If you’re in a financial pit and weighing your options, you might want to start thinking about a short sale or foreclosure, and consider how each will impact your credit score. Ideally you would want the option that will do the least amount of damage to your credit rating.
Depending on State laws, a debtor may stay in his or her foreclosed home anywhere from four months to a year without paying anything – while this may be desirable to some, it does not necessarily make foreclosures more preferable to a short sale.
In a short sale, the home is offered up for sale and listed in a multiple listing service. Interested buyers may make appointments to see the house and most will bargain for a really low price. If you hire agents, these agents can hold open houses for prospective buyers.
In other words, someone who chooses a foreclosure may live a life uninterrupted by home viewers for up to a year. Someone who chooses a short sale will have to live with the open houses and the scrutiny of potential buyers.
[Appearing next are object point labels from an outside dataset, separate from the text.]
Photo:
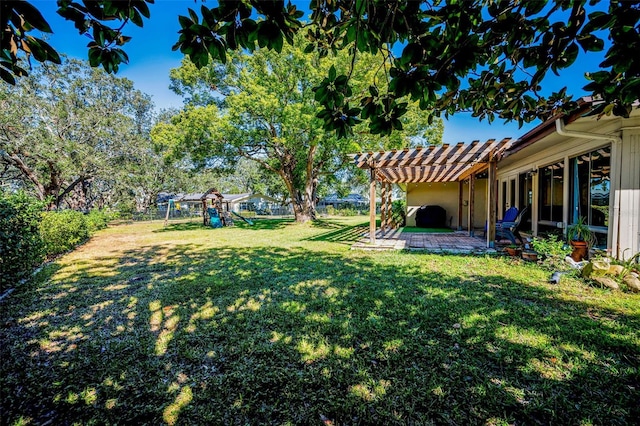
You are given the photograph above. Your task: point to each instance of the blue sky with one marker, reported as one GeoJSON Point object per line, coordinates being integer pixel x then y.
{"type": "Point", "coordinates": [151, 58]}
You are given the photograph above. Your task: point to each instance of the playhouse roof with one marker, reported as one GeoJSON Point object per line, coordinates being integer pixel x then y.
{"type": "Point", "coordinates": [434, 163]}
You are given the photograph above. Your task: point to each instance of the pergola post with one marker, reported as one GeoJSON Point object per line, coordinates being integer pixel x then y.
{"type": "Point", "coordinates": [389, 210]}
{"type": "Point", "coordinates": [491, 203]}
{"type": "Point", "coordinates": [383, 207]}
{"type": "Point", "coordinates": [460, 201]}
{"type": "Point", "coordinates": [472, 201]}
{"type": "Point", "coordinates": [372, 206]}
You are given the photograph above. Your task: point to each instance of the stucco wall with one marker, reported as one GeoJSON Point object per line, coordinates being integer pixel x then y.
{"type": "Point", "coordinates": [445, 195]}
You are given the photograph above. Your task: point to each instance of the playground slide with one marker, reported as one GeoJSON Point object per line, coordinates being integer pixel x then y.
{"type": "Point", "coordinates": [243, 218]}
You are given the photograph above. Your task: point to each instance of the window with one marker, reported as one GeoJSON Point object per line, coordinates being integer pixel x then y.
{"type": "Point", "coordinates": [591, 186]}
{"type": "Point", "coordinates": [525, 198]}
{"type": "Point", "coordinates": [551, 181]}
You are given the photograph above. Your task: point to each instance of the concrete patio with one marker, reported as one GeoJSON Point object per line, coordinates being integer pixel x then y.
{"type": "Point", "coordinates": [456, 242]}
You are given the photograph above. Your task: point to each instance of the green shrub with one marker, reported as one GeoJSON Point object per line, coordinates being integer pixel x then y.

What exactly is a short sale?
A short sale is an amicable agreement between the lender and the debtor when the lender agrees to accept the home as payment for what the debtor owes him or her. This usually means that the property is also sold for less than what it is really worth because the urgency of the sale is more important than getting the correct value of the asset. Usually, the lender only agrees to a short sale because there is no other way for the debtor to pay off his or her debts. Not all lenders will agree to a short sale, but it will greatly help your case if you contact a real estate agent to try and negotiate a short sale with your lender on your behalf.
Many homeowners with underwater mortgages choose a short sale over a foreclosure because the damage to their credit scores is significantly smaller. Keep in mind that not all lenders will be agreeable to this set up; especially if they see that your house payments are up to date. Should your payments be in arrears you will have a better chance at having your lender agree to a short sale. You must also remember that if your lender knows of any cash assets you have, they may try to tap into those funds on top of the short sale profits.
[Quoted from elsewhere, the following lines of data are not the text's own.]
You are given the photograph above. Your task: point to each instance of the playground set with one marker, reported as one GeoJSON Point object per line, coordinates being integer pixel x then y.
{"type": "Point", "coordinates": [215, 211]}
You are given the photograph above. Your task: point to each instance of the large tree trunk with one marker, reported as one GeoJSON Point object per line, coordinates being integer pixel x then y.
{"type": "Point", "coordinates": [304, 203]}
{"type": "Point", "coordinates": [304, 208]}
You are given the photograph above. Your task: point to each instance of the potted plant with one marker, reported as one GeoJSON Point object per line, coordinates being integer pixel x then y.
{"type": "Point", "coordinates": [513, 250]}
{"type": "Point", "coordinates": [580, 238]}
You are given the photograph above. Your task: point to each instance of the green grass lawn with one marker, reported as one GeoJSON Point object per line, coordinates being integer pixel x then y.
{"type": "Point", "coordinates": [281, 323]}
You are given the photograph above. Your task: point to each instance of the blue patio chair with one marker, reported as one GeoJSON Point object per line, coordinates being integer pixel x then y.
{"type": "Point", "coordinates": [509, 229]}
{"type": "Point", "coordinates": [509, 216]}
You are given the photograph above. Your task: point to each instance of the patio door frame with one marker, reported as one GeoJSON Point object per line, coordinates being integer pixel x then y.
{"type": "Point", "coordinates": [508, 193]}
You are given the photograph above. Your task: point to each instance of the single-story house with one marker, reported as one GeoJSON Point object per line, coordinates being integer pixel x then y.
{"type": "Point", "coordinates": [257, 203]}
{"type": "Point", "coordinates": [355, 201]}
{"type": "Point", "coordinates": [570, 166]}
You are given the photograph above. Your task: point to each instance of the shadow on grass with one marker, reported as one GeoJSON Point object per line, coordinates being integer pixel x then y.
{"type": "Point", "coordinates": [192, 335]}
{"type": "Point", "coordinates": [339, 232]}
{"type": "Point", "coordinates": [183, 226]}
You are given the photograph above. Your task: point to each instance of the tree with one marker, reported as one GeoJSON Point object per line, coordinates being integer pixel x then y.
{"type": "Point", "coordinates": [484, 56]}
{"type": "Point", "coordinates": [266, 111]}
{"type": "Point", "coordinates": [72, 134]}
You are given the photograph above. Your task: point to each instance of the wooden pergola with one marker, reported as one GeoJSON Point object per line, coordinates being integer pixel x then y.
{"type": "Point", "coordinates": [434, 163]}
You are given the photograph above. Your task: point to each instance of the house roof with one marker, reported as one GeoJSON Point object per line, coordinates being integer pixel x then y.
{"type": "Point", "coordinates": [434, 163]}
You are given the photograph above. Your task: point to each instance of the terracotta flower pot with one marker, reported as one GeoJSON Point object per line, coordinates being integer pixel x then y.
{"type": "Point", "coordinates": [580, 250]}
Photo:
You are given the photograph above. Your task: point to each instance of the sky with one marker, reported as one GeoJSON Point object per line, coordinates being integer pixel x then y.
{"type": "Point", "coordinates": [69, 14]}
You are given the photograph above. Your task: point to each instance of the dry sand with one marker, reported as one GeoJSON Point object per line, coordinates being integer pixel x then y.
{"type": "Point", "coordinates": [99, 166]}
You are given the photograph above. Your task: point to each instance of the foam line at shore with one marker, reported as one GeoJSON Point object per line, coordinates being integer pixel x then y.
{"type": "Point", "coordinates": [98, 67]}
The reality behind credit scores
A recent study done by Fair Isaac showed that there is not much difference in the credit damage done by a short sale and a foreclosure unless the lateness of the payment (in a short sale) is not that bad. If you’re just a month behind from your payment, for example, it would benefit you to try to have a short sale. However, if you’re already 90 days late or more, you will suffer from the same credit damage as you would should you let your home be foreclosed.
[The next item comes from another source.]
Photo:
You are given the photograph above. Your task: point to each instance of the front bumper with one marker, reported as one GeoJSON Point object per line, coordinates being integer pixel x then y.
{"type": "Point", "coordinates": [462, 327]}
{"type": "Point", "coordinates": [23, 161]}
A huge advantage of short sales over foreclosures is that you can apply for a home loan two years after your short sale. These are institutional loans only, though, and it’s a myth that people can purchase homes through private bank loans after two years. To be on the safe side, seek the legal advice of a tax professional. Have your credit scores computed. Each foreclosure or short sale case is unique depending on the lender and your State laws.